I'm trying to build a model to forecast direct mail marketing campaign responses. In the code below I was able to use responses from a previous campaign to create a smooth curve (i.e. continuous probability). Now, I need to find the total area under this curve for each day so I know what percent complete the campaign is on a given day. Theoretically using the integrate function then finding the difference between areas using the diff function should work. For example, I will be able to find the area under the curve after day 2 and subtract the area under the curve after day 1. Knowing the addional area under the curve for each day will help me tell the % completion with each day. The problem is that I can't figure out a way to integrate this 64 day curve so that the total density sums to 1.

#vector of direct mail marketing responses over 63 days  
responses <- c(24.16093706,
41.59607507,
68.20083052,
85.19109064,
100.0704403,
58.6600221,
86.08475816,
88.97439581,
65.58341418,
49.25588053,
53.63602085,
47.03620672,
29.71552264,
32.85862747,
31.29118096,
23.67961069,
19.81261675,
18.69300933,
17.25738435,
12.01161679,
12.36734071,
14.32360673,
11.02390849,
9.108021409,
9.647965622,
8.815576548,
5.67225654,
5.739220185,
6.233999138,
5.527376627,
5.024065761,
5.565266355,
4.626749364,
3.480761716,
4.621902301,
4.518554271,
4.075985188,
3.204946787,
3.174020873,
2.966915873,
2.129178828,
2.673009031,
2.410429043,
2.331287075,
2.509300578,
2.13820695,
2.53433787,
1.603934405,
1.555813592,
1.834605068,
1.842905685,
1.454045577,
2.08684322,
1.318276487,
0.807666643,
1.333167088,
1.004526525,
1.180110123,
1.078079735,
1.151394678,
1.426747942,
0.699119833,
0.583347236)


set.seed(2) 
## install.packages("MASS") 
library("MASS")

shape_and_scale <- fitdistr(responses,'weibull')

shape_and_scale

#now use the curve() function, dweibull, and the shape and scale parameters to create a smooth curve 
curve results <- curve(dweibull(x,0.70730466,13.79467490),from=0, to=63)

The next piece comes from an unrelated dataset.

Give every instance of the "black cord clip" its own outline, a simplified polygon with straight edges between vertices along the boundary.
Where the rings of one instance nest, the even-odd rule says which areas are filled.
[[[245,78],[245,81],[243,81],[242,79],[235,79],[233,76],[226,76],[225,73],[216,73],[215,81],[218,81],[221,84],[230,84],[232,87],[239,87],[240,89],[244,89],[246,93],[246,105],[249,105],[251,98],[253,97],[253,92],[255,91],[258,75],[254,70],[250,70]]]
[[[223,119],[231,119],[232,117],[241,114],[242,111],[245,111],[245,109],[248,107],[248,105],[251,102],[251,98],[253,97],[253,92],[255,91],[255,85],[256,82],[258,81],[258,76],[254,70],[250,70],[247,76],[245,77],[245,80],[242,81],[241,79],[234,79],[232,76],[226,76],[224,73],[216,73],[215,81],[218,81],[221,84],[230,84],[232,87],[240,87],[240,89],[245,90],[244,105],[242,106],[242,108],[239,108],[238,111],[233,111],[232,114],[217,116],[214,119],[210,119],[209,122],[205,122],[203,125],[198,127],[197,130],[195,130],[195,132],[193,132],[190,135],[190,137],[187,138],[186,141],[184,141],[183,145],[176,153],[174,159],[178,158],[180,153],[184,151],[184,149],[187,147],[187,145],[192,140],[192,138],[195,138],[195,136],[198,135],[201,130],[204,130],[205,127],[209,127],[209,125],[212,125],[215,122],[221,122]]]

Now I need a way to integrate this curve to find the area under the curve after day 1, day 2, day 3, ...etc. After that I should be able to use diff to find the difference between day 2 and day 1, etc. which I can use to find the % of campaign completion after each day. In my code above I truncated the curve from 0 to 63. Is there a way to use this? For example, if I just do: diff(pweibull(0:63,0.70730466,13.79467490)) I do not leverage the fact that I already truncated the curve from 0 to 63 so the density doesn't add to 1.

For example:

sum(diff(pweibull(0:63,0.70730466,13.79467490))) equals .94, which is the same thing as: integrate(dweibull, 0, 63, shape = 0.70730466,scale = 13.79467490)

...but these don't leverage the fact that in the first block of code I've already truncated the curve to 63 days. I just like to integrate that so that the sum of the area under the curve is 1?

Thanks


Solution

  • I think you're looking for

    d0 <- diff(pweibull(0:63,0.70730466,13.79467490))
    

    If you just want to normalize this to sum to 1, then divide it either by pweibull(63,...) or by sum(d0) (which are the same).

    If you want a final category that includes everything beyond 63, use

    d1 <- diff(pweibull(c(0:63,Inf),0.70730466,13.79467490))
    sum(d1)   ## 1
    

    The latter is equivalent to c(d0,1-sum(d0)).